L’artiste congolais Tankwey Mulut Jean-Jacques, invité de Laboratorio Arts Contemporains dans le cadre de son programme de résidences en immersion vogue entre mémoire, spiritualité et innovation. Il s’inspire des traditions pour voler au cœur de la modernité avec une touche architecturale dont les supports sont empruntés au quotidien et au rituel. 

Par   Josué F. MEHOUENOU, le 11 juil. 2025 à 14h53 Durée 2 min.
#Résidence de l’artiste Tankila #Art et culture

Ouidah, avec son histoire et son énergie unique a été le terreau idéal pour ce que l’on pourrait, sans exagérer, qualifier d’une renaissance africaine. La résidence au Bénin de Tankwey Mulut Jean-Jacques, Tankila de son nom d’artiste, bien plus qu’un simple séjour de création, marque l’émergence d’une nouvelle génération de créateurs africains qui pensent leur art comme outil de transformation, de connexion et de transmission. Un art qui assume pleinement ses racines, tout en s’ouvrant au reste du monde. « Nous sommes là pour collaborer, pour échanger entre Africains, mais aussi pour dire au monde que l’Afrique pense, crée, invente. L’art, chez nous, est lié à la mémoire, à la spiritualité, à la communauté. Il est vivant », soutient le Congolais.

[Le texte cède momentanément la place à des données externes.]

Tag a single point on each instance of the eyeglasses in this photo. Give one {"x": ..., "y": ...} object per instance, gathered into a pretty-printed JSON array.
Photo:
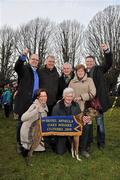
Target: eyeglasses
[{"x": 34, "y": 59}]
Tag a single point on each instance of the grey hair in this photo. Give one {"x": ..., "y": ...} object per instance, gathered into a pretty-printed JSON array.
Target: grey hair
[
  {"x": 67, "y": 64},
  {"x": 68, "y": 90}
]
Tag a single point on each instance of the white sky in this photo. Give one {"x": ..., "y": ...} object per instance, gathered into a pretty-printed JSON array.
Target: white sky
[{"x": 16, "y": 12}]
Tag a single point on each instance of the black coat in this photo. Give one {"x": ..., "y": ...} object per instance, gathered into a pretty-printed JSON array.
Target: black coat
[
  {"x": 61, "y": 110},
  {"x": 98, "y": 78},
  {"x": 49, "y": 81},
  {"x": 63, "y": 84},
  {"x": 24, "y": 98}
]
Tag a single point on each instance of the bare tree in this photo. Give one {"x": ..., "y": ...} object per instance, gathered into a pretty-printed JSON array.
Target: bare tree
[
  {"x": 105, "y": 27},
  {"x": 68, "y": 38},
  {"x": 35, "y": 35},
  {"x": 6, "y": 54}
]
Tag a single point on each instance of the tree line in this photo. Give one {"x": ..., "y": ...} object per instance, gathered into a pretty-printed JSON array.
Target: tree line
[{"x": 69, "y": 41}]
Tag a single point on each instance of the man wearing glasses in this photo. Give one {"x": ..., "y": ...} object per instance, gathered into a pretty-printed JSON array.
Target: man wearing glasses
[{"x": 28, "y": 83}]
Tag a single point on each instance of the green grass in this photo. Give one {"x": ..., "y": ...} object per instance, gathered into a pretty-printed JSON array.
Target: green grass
[{"x": 103, "y": 165}]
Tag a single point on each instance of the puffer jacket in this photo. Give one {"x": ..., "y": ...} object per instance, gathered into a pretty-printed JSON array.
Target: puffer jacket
[{"x": 84, "y": 88}]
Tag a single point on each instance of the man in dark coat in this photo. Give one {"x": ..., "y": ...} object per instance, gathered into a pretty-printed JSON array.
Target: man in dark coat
[
  {"x": 97, "y": 73},
  {"x": 49, "y": 81},
  {"x": 28, "y": 83},
  {"x": 64, "y": 79},
  {"x": 65, "y": 107}
]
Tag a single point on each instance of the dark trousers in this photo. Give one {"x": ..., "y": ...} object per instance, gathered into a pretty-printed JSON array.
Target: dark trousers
[
  {"x": 7, "y": 110},
  {"x": 19, "y": 124},
  {"x": 84, "y": 139},
  {"x": 100, "y": 130}
]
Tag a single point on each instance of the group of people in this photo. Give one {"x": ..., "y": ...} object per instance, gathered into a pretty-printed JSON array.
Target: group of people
[{"x": 42, "y": 92}]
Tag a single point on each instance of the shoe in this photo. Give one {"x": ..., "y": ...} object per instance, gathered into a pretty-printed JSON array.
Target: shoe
[
  {"x": 18, "y": 148},
  {"x": 85, "y": 154}
]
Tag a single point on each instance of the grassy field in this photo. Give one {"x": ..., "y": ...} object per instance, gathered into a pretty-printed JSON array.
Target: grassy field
[{"x": 103, "y": 165}]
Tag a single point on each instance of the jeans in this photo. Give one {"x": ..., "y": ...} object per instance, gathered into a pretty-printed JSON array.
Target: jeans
[
  {"x": 100, "y": 130},
  {"x": 85, "y": 137},
  {"x": 19, "y": 124}
]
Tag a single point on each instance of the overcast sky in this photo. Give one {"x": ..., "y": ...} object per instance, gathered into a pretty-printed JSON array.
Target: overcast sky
[{"x": 16, "y": 12}]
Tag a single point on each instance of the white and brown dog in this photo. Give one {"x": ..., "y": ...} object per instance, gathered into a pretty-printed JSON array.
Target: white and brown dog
[{"x": 90, "y": 113}]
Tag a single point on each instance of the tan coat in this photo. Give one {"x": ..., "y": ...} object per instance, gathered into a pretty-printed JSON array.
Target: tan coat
[
  {"x": 29, "y": 117},
  {"x": 83, "y": 88}
]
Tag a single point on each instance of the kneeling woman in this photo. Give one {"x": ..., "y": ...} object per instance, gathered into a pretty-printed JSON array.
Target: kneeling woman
[{"x": 31, "y": 124}]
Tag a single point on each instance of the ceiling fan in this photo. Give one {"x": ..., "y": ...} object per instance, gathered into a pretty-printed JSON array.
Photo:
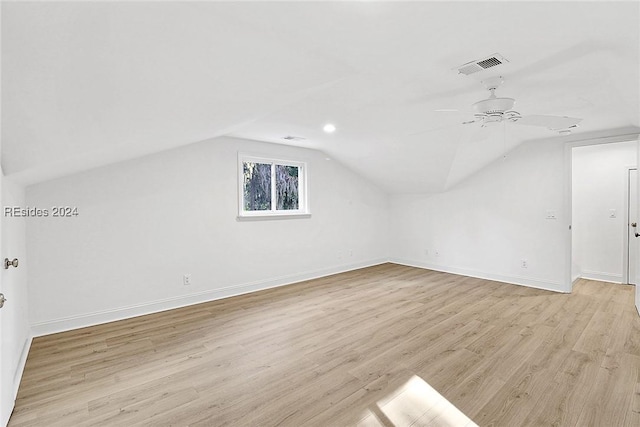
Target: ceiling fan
[{"x": 497, "y": 109}]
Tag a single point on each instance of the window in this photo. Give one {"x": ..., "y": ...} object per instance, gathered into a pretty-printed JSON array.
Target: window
[{"x": 271, "y": 187}]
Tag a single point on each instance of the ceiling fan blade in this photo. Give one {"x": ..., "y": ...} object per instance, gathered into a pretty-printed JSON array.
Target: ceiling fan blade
[{"x": 550, "y": 122}]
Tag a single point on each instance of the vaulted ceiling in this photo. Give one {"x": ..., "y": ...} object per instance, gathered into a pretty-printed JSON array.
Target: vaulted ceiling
[{"x": 85, "y": 84}]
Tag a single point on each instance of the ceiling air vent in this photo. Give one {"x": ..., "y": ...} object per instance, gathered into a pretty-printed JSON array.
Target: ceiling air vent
[{"x": 481, "y": 64}]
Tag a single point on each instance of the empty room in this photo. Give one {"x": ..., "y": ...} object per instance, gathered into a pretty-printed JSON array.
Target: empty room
[{"x": 347, "y": 213}]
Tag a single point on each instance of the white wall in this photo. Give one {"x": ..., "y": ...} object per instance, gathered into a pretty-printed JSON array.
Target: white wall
[
  {"x": 599, "y": 184},
  {"x": 143, "y": 223},
  {"x": 14, "y": 286},
  {"x": 486, "y": 225}
]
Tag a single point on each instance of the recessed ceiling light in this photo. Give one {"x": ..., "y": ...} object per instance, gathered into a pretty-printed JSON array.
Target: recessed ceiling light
[{"x": 329, "y": 128}]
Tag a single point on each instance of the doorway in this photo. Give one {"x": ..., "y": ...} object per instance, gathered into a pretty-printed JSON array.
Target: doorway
[
  {"x": 632, "y": 226},
  {"x": 601, "y": 187}
]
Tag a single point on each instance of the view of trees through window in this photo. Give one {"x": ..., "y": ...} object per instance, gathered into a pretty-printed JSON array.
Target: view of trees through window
[{"x": 258, "y": 181}]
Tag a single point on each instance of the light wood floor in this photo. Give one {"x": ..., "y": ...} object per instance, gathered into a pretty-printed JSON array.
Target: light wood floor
[{"x": 367, "y": 347}]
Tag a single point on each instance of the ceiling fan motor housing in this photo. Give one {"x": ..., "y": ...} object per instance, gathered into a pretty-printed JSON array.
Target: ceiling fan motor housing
[{"x": 493, "y": 105}]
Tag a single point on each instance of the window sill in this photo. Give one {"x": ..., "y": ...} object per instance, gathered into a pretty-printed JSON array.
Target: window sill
[{"x": 272, "y": 216}]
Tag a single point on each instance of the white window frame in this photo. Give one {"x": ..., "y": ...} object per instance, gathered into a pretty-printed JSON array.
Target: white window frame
[{"x": 303, "y": 200}]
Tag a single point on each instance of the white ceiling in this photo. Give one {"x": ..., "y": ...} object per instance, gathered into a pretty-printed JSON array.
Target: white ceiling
[{"x": 87, "y": 84}]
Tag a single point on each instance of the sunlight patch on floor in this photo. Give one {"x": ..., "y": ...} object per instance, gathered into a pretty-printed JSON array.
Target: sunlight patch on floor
[{"x": 415, "y": 403}]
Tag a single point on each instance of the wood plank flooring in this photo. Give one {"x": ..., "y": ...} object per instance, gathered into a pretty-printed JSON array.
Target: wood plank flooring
[{"x": 387, "y": 346}]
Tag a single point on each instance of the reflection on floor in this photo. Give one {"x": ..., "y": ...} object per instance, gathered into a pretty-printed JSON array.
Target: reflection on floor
[{"x": 416, "y": 403}]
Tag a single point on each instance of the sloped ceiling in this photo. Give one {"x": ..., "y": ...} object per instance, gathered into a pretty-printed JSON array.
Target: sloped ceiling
[{"x": 89, "y": 83}]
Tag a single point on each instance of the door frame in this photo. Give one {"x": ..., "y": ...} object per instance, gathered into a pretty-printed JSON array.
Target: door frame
[
  {"x": 625, "y": 242},
  {"x": 567, "y": 191}
]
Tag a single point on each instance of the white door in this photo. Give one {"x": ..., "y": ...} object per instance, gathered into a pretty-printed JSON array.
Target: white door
[
  {"x": 633, "y": 219},
  {"x": 6, "y": 382}
]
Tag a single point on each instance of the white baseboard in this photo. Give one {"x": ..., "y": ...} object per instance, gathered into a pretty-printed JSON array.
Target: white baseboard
[
  {"x": 601, "y": 277},
  {"x": 96, "y": 318},
  {"x": 513, "y": 280}
]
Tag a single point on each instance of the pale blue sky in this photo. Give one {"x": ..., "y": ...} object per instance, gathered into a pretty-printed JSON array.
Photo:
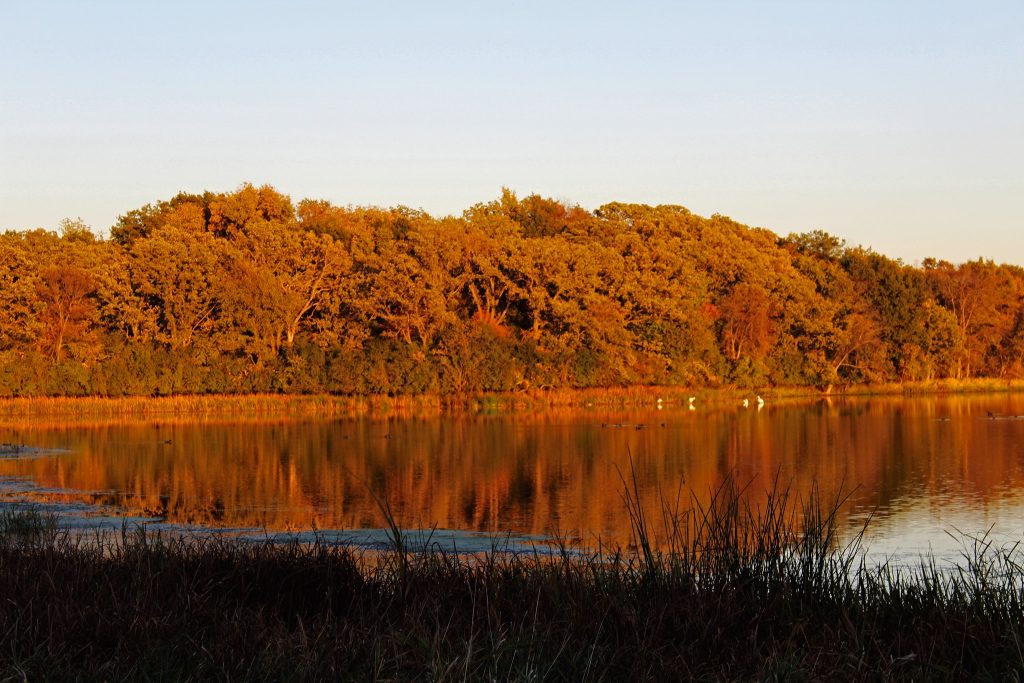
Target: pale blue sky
[{"x": 896, "y": 125}]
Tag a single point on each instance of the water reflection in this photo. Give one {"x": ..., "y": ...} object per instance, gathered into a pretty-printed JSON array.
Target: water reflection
[{"x": 922, "y": 465}]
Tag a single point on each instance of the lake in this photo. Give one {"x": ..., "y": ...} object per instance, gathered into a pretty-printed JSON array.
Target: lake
[{"x": 926, "y": 469}]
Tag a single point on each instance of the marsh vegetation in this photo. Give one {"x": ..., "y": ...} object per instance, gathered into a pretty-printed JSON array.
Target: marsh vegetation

Ce dont accouche cet artiste-designer et manager au terme de son séjour, c’est une immersion entre objets, symboles et rites. Tankila est reconnu pour son approche hybride du design, où se croisent art, technologie, artisanat et mémoire. À travers son Tankila Studio et la Kinshasa Design Week (Kindeswe), il milite pour un design ancré dans les réalités africaines, détournant les objets du quotidien pour leur offrir une nouvelle vie chargée de sens. Au Bénin, cette démarche s’est incarnée dans une installation poignante, où se mêlent offrandes aux divinités, senteurs rituelles et matériaux traditionnels bien évidemment avec une once de modernité. L’œuvre qui ne manque pas de curiosité s’identifie à un dialogue avec le monde invisible. Elle s’inspire du « Agbassa », l’autel symbolique chez les dignitaires vaudous et convoque les esprits à travers des objets chargés : bouteilles de sodabi, récipients d’eau, et autres éléments d’invocation. «On a travaillé les senteurs, les odeurs… », explique Tankila pour en rajouter à sa démarche artistique. Son œuvre constitue un clin d’œil à l’histoire et aux savoirs ancestraux.

 

Connecter des scènes africaines

Au-delà de la création, Tankila incarne une vision entrepreneuriale audacieuse. À Kinshasa, où les artistes sont souvent en freelance et peu structurés, il a voulu penser une autre voie, celle d’une entreprise culturelle qui s’identifie et fonctionne comme telle. « Je suis designer avant tout. Mais je voulais créer une structure, développer une économie autour du design, un métier encore méconnu chez nous », confie-t-il. Cette dynamique l’a conduit à lancer, dès 2019, la Kinshasa Design Week. Après une première édition prometteuse, la deuxième en 2024 avait pour objectif d’ouvrir la création au plus grand nombre. À l’issue de sa résidence, et après une belle baignade dans l’écosystème culturel béninois, Tankila annonce l'envie d’étendre des studios et pavillons à Ouidah pour la prochaine édition de la biennale. Une manière pour l’artiste de renforcer les ponts tissés entre Kinshasa et Ouidah, entre pratiques artisanales congolaises et spiritualités béninoises. Le dialogue engagé à travers cette résidence semble appelé à se prolonger dans le temps, dans l’espace… et dans les esprits. Sous l’égide de Laboratorio Arts Contemporains et grâce au soutien du fonds Aide aux opérateurs culturels africains (Aoca) de l’Institut français, Tankila a, du 1er au 6 juillet, mené à bien une création conçue comme un espace de résonance entre les traditions du Bénin et les dynamiques créatives du Congo.